Даля неловко пожимает плечами.
— Некуда, — констатирует Женя. — Что-то у тебя случилось. Димка «первых попавшихся» без ярко выраженных сексуальных намерений в дом не приводит. Для сексуальных намерений у него обычно «болонки» или «газельки», которые утром исчезают быстрее, чем он успевает проснуться. Не знаю, как он их так муштрует, но завтракать нам вместе приходится редко, или они сами боятся, что заставлю их Маню и Аню кашей кормить… В общем, под эти категории ты не подходишь. Остается категория спасаемых, которых Димка подбирает, когда спасаемым идти некуда.

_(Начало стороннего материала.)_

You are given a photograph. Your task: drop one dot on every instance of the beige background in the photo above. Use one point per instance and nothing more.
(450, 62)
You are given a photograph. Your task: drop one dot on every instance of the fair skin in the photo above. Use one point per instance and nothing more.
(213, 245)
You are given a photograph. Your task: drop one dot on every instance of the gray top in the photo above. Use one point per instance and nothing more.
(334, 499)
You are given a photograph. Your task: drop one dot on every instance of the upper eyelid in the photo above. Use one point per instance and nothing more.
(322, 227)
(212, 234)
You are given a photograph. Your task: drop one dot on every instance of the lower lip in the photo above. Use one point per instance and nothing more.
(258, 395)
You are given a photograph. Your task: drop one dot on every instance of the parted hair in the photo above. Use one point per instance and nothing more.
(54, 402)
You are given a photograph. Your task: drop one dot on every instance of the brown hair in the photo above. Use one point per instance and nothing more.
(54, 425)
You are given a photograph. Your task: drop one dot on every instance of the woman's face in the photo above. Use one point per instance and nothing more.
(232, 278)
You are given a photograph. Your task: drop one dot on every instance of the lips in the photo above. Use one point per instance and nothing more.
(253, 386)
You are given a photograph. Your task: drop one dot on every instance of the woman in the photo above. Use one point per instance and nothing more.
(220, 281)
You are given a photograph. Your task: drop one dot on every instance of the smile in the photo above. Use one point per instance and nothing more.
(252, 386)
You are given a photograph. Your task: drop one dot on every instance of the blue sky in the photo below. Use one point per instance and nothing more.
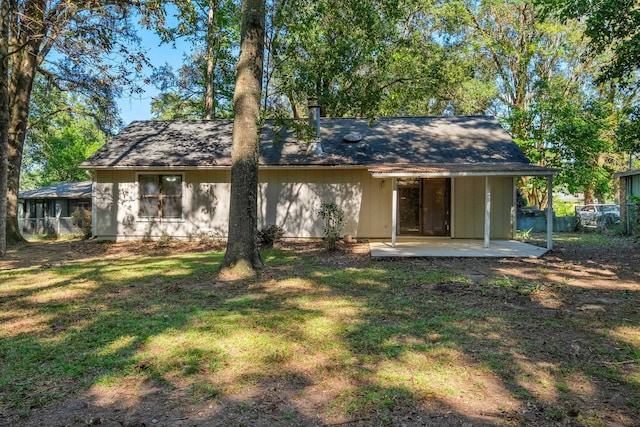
(138, 106)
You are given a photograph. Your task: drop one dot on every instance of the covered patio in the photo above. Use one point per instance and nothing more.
(447, 247)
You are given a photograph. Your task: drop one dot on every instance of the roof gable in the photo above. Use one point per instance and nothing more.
(387, 141)
(63, 190)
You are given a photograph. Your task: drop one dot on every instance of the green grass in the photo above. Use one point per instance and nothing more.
(380, 330)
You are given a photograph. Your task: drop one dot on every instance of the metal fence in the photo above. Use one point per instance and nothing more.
(48, 225)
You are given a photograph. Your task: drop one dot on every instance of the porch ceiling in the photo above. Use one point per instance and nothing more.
(446, 247)
(450, 170)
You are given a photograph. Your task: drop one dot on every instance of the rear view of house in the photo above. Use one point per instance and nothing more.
(412, 176)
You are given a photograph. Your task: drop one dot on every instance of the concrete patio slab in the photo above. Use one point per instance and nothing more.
(439, 247)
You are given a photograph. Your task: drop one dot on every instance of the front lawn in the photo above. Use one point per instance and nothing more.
(145, 333)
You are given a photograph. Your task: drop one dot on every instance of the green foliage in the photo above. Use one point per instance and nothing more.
(611, 25)
(628, 131)
(333, 217)
(269, 235)
(213, 30)
(57, 143)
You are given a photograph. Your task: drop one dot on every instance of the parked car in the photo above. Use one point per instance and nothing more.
(595, 215)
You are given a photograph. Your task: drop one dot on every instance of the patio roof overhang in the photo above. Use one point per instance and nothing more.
(459, 170)
(484, 170)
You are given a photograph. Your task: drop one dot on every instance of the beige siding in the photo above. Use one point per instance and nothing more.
(468, 202)
(205, 207)
(289, 198)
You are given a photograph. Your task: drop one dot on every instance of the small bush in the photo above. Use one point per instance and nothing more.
(82, 218)
(333, 218)
(269, 235)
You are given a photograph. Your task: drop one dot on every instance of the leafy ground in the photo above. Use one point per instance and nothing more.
(144, 334)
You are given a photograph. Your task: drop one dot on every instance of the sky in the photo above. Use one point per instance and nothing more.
(138, 106)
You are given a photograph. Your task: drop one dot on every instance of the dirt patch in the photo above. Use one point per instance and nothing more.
(573, 282)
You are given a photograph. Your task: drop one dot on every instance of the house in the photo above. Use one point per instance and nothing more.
(410, 176)
(629, 190)
(49, 209)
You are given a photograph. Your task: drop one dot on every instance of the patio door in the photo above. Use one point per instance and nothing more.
(424, 207)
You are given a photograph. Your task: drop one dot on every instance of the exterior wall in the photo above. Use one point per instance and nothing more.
(288, 198)
(468, 204)
(205, 199)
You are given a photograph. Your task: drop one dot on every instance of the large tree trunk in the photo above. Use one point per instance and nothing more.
(4, 121)
(26, 43)
(242, 257)
(209, 97)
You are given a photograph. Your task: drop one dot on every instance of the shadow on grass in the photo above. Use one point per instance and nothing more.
(374, 343)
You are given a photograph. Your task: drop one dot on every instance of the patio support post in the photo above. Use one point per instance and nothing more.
(550, 212)
(487, 212)
(514, 209)
(394, 210)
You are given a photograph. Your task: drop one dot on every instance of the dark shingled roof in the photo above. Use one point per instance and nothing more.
(63, 190)
(411, 141)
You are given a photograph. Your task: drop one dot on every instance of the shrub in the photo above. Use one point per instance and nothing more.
(269, 235)
(333, 218)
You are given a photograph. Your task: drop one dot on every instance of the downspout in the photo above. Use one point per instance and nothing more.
(487, 212)
(394, 210)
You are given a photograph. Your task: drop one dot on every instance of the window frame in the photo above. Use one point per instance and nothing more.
(160, 196)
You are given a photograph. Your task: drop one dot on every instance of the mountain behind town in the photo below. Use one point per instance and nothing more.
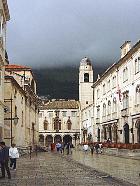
(61, 82)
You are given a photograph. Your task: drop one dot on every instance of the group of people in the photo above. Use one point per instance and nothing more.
(61, 146)
(7, 154)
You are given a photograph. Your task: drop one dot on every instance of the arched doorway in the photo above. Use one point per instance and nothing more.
(67, 138)
(126, 133)
(41, 139)
(57, 138)
(49, 140)
(98, 135)
(138, 130)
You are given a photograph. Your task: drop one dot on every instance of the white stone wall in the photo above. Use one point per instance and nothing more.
(85, 88)
(128, 85)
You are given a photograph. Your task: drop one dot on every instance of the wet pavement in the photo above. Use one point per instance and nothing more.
(52, 169)
(119, 167)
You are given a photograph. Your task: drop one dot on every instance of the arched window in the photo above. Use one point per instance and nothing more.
(69, 124)
(109, 107)
(86, 77)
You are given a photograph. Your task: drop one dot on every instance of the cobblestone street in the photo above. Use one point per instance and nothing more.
(119, 167)
(51, 169)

— Некуда, — эхом повторяет Даля. Спохватывается. — То есть у меня бабушка есть… Была, умерла недавно, а ее квартиру сдали. Мама есть… где-то. Ах, да, еще муж…
— Даже муж?
— Ну… не совсем муж… Совсем не муж, как выяснилось.
— Ладно, с твоими родственными связями разберемся позже. Если нет планов на сегодня, тогда пошли. Двоих девиц в поле зрения держать и делами заниматься в галерее немыслимо. А к трем фотографы приедут, экспозицию снимать. Поможешь?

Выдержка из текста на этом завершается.